Data has apparently already been downloaded and unpacked.


**Converting Raw Files into Training and Test Datasets**

In [25]:
cifar10_dir = './data/cifar-10-batches-py'
X_train, y_train, X_test, y_test = data_utils.load_CIFAR10(cifar10_dir)

# Checking the size of the training and testing data
print('Training data shape: ', X_train.shape)
print('Training labels shape: ', y_train.shape)
print('Test data shape: ', X_test.shape)
print('Test labels shape: ', y_test.shape)

Training data shape:  (50000, 32, 32, 3)
Training labels shape:  (50000,)
Test data shape:  (10000, 32, 32, 3)
Test labels shape:  (10000,)


**Reshaping and Appending the Bias**

In [26]:
# reshaping data and placing into rows
X_train = np.reshape(X_train, (X_train.shape[0], -1))
X_test = np.reshape(X_test, (X_test.shape[0], -1))
print(X_train.shape, X_test.shape)

(50000, 3072) (10000, 3072)


In [27]:
# append 1 in the last column to cater for bias and transform into columns
X_train = np.append(X_train, np.ones((X_train.shape[0],1)), axis=1)
X_test = np.append(X_test, np.ones((X_test.shape[0],1)), axis=1)
X_train = np.transpose(X_train)
X_test = np.transpose(X_test)
print(X_train.shape, X_test.shape)

(3073, 50000) (3073, 10000)


**Computing SVM Loss**

The loss for $i$th example is given by:

$$L_i = \sum_{j\neq y_i} \max(0, s_j - s_{y_i} + \Delta)$$

where $s_j$ is the score for $j$th class and $s_{y_i}$ is the score for the true class $y_i$. For a linear classifier

$$s_j = \mathbf{W}x_{i}+b$$ which is reduced to

$$s_j = \mathbf{W}x_{i}$$

if we embed the bias $b$ with in the weight matrix $\mathbf{W}$. We keep  $\Delta = 1$ as a fixed parameter.
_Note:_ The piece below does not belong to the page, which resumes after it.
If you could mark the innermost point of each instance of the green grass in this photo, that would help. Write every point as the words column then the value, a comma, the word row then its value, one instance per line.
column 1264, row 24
If we sum all losses over all examples and add the regularization factor, the total loss becomes:

$$L=\underbrace{\frac{1}{N}\sum_{i}L_{i}}_{\text{data loss}}+\underbrace{\lambda R(\mathbf{W})}_{\text{regularization loss}}$$

where

$$R(\mathbf{W}) = \sum_k\sum_l\mathbf{W}_{k,l}^2$$

and $\lambda$ is a hyperparameter chosen during validation.


In [28]:
def loss_svm(W, X, y, r_lambda):
    """
    Compute the SVM loss.
    
    Input Parameters
    ----------
    W: (K, D+1) array of weights, K is the number of classes and D is the dimension of one sample plus bias
    X: (D+1, N) array of training data, each column is a training sample with D-dimension plus bias
    y: (N, ) 1-dimension array of target data with length N with lables 0,1, ... K-1, for K classes
    r_lambda: (float) regularization strength for optimization.

    Returns
    -------
    loss: (float)
    """
    
    # initialization
    loss = 0.0
    delta = 1.0
    N = y.shape[0]

    # compute all scores s_j
    scores = W.dot(X) # [K x N] matrix
 
    # get the true class score 
    true_class_score = scores[y, range(N)] # [1 x N]
    
    margins = scores - true_class_score + delta # [K x N]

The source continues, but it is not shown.